N°153 Lundi 8 Oct, 7 heures
Je me souviens qu’hier, étourdiment je vous ai encore adressé ma lettre aux Champs Elysées. Elle vous sera peut-être arrivée quelques heures plus tard.
Je suis fâché de ce que mande M. de Médem, plus fâché que surpris. Il m’a toujours paru, par ses lettres que votre frère était réellement blessé de votre peu de goût pour la Russie. C’est bien lui qui sincèrement ne conçoit pas que vous ne préfériez pas à tout, votre état de grande Dame auprès du grand Empereur dans le grand pays. M. de Lieven est encore plus soumis, pour parler convenablement mais moins russe et vous comprend mieux. Rien n’est pire que l’humeur sincère d’un honnête homme de peu d’esprit. Il se croit fondé en raison, et ce qu’il y a de plus intraitable, c’est la conviction qu’on a raison. M. de Médem aura peut-être choqué encore votre frère en lui répétant que, bien réellement, avec votre santé, vos habitudes, vos goûts, vous ne pouviez vivre ailleurs qu’à Londres ou à Paris. Les gens d’esprit vont quelque fois trop brutalement au fait. Enfin je raisonne, je cherche, je voudrais tout savoir et tout expliquer, tant cela intéresse. Je voudrais surtout que vous eussiez auprès de l’Empereur quelqu’un de bienveillant et d’intelligent, qui vous comprît, et vous fît comprendre. Je crois toujours qu’avec de l’esprit de la bonne volonté et du temps on peut beaucoup, quand on est toujours là. M. de Nesselrode et Matonchewitz, à ce qu’il me semble y seraient seuls propres. Mais l’un est trop affairé, l’autre trop petit, et ni l’un ni l’autre ne s’en soucie assez. Je suppose que vous avez répondu à votre mari.

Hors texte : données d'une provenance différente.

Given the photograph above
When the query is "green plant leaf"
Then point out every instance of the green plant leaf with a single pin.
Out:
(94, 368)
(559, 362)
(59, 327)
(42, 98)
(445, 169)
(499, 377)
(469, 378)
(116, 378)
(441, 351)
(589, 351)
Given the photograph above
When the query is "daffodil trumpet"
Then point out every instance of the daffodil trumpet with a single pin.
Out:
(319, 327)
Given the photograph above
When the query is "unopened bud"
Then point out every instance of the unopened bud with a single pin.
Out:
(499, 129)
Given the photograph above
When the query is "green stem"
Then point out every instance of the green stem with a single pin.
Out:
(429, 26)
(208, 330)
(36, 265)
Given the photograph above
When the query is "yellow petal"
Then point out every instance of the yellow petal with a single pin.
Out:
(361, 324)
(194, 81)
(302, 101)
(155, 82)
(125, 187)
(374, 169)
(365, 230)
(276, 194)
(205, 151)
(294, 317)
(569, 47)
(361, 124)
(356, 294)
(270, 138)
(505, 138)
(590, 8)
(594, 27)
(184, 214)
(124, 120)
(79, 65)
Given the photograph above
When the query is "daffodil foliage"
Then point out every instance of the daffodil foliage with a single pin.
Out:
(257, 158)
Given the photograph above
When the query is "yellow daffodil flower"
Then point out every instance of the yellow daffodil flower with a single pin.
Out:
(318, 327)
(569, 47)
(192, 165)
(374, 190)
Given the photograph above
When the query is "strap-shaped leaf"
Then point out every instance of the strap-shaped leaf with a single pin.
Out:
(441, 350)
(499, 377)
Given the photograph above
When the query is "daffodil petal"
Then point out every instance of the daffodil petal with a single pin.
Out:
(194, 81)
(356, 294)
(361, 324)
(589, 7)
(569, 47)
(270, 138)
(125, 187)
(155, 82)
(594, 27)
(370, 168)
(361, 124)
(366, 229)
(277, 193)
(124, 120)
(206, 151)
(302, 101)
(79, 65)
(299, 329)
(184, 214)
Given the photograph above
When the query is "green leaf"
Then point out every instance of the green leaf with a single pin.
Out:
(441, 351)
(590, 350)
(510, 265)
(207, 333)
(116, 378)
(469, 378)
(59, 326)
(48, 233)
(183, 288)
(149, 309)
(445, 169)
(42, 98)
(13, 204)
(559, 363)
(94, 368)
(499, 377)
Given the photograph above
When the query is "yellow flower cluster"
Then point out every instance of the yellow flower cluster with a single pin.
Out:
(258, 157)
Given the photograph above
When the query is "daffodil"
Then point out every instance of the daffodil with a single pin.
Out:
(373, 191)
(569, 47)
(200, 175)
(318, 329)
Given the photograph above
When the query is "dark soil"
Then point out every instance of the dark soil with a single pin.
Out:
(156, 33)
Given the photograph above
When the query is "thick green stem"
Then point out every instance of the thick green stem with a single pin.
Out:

Montrond a passé en effet son temps chez Thiers. Je suis curieux de ce qu’il y a porté et de ce qu’il en a rapporté, au moins de ce qu’il en dit. Je le verrai à mon retour. Il a vraiment de l’esprit, de l’esprit efficace. Il faut beaucoup pour qu’il rajeunisse un peu. Il était cruellement cassé.
8 h 1/2
Je viens de sortir pour aller voir mes ouvriers. Je plante des arbres. Nous avons depuis huit jours un temps admirable. Ma mère et mes enfants en profitent beaucoup dix fois dans le jour, je les envoie, au grand air, comme on envoie les chevaux à l’herbe. Nous nous promenons ensemble après déjeuner. Le matin, tout à l’heure j’assiste au premier déjeuner de mes enfants, chez ma mère. Trois fois par semaine ; ils viennent chez moi tout de suite après prendre une leçon d’arithmétique. Le soir de 9 heures et demie à 8h 1/2, je leur lis de vieilles Chroniques sur les croisades, qui les amusent extrêmement. Le reste du temps, je suis dans mon cabinet ou je me promène pour mon compte.
Quel est donc le mal de la Princesse Marie ? Quel qu’il soit, j’en suis fâché, et j’espère que ce n’est pas vraiment grave. Elle a de l’esprit. J’ai quelque fois causé avec elle tout -à-fait agréablement. Je m’intéresse à elle comme à une personne en qui on a entrevu en passant plus que le monde n’y verra, et qu’elle-même ne saura très probablement.
J’ai eu hier beaucoup de visites. On se hâte de venir me voir. J’aurai d’ici à quinze jours, quelques dîners à Lisieux private dinners, pas de banquet. Je n’en veux pas cette année Je l’ai dit à mes amis et ils l’ont fort bien compris. Je ne veux pas parler politique avant la Chambre.
10 h.
Le facteur m’arrive au milieu de ma leçon d’arithmétique. Je reçois des nouvelles de l’arrivée de Mad. d’Haussonville. Je veux écrire un mot à M. de Broglie. Adieu. Adieu, comme à la Terrasse, dans ses meilleurs jours. G.